Under the English public health system, those that have the resources can purchase private health care, but under the Canadian system even that possibility is closed from the citizen. The Canadian government has become the sole provider of health care, and they deny all other providers. This is why, when wealthy Canadians, or members of the Canadian Parliament, get serious heart trouble or cancer, they come to the United States for surgery or treatment. Even middle-class Canadians, as they become more and more desperate languishing on interminable waiting lists for care, will sell their homes or cash in their retirement funds to come to the United States for treatment. But even the more benign English public health system is fraught with enormous cost problems. Consider that the public health care system of tiny little England is the 4th largest employer in the world. And consider the irony of the fact that England, where the MRI machine was invented, performs MRI tests at a minuscule per capita rate in comparison to that which is done in the US.

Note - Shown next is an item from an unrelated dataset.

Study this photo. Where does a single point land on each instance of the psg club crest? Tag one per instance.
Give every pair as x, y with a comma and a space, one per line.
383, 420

And now for the worst form of government tyranny in health care. Do you remember the older pastor and his wife from Bulgaria who are supported by Meadow Springs Community Church? [This is the church I and my friend both attend] If you recall, she has heart trouble. Bulgaria, while no longer a Communist country, still has a public health system, but being an economically depressed nation, their resources are quite limited. When the couple visited a few years ago, the story they told us was that when a citizen of Bulgaria reaches the age of 65 they are cut off from all health care. All health care! By government mandate, no more resources will be "wasted" on them. That is truly a denial of health care.

Socialism is no longer an either/or proposition, but rather a spectrum. I subscribe to the redefinition of socialism put forth by Kevin Williamson that Socialism is government control of the means of production, supplanting the former definition that it's government ownership of the means of production. I would further assert that the United States has already progressed quite a way across that spectrum, with the trend directed further still. I believe this is a grave error and an abandonment of the values and principles upon which this country was founded: liberty, limited government, the personal morality and religiosity of its citizenry. As for health care in this country, I believe many of the solutions to the present "mess" and catastrophic costs are to be found in free market solutions, indeed by actually allowing a free market in medicine--something which, for all the lamentation by the press and social utopianists about the "greed" of the profit motive and the "immorality" of profit in medicine, does not really exist under our present tax and medical insurance structure. For further reading on this matter I would point you to a book by a Canadian doctor who has worked under both the Canadian and the American health care systems, Dr. David Gratzer, called "The Cure: How Capitalism Can Save American Health Care."

5 comments:

Daniel K Day said...

This is somewhat off topic, but I would like to point out your use of "negative rights". What is the historical basis of this term? What I'm familiar with is the prevarication by the current President during his first campaign, when he mischaracterized the Constitution as telling what the federal government can't do. This is true only for the amendments. What the original Constitution does is specify what the federal government shall do, defined by prefatory clauses, with the clear implication that whatever is not in the Constitution, it shall not do.

Daniel K Day said...

Sorry if that sounds snippy, I don't mean it that way. The term "negative rights", like "capitalism" (Marx's construction), has negative connotations that are useful to our enemies, and I prefer to avoid them.
The implications for the constitutionality of the Department of Health & Human Services, the EPA, Housing and Urban Devt, etc etc are obvious.

Web Foot Conservative said...

I've been criticized for relying on Wikipedia, but it's convenient.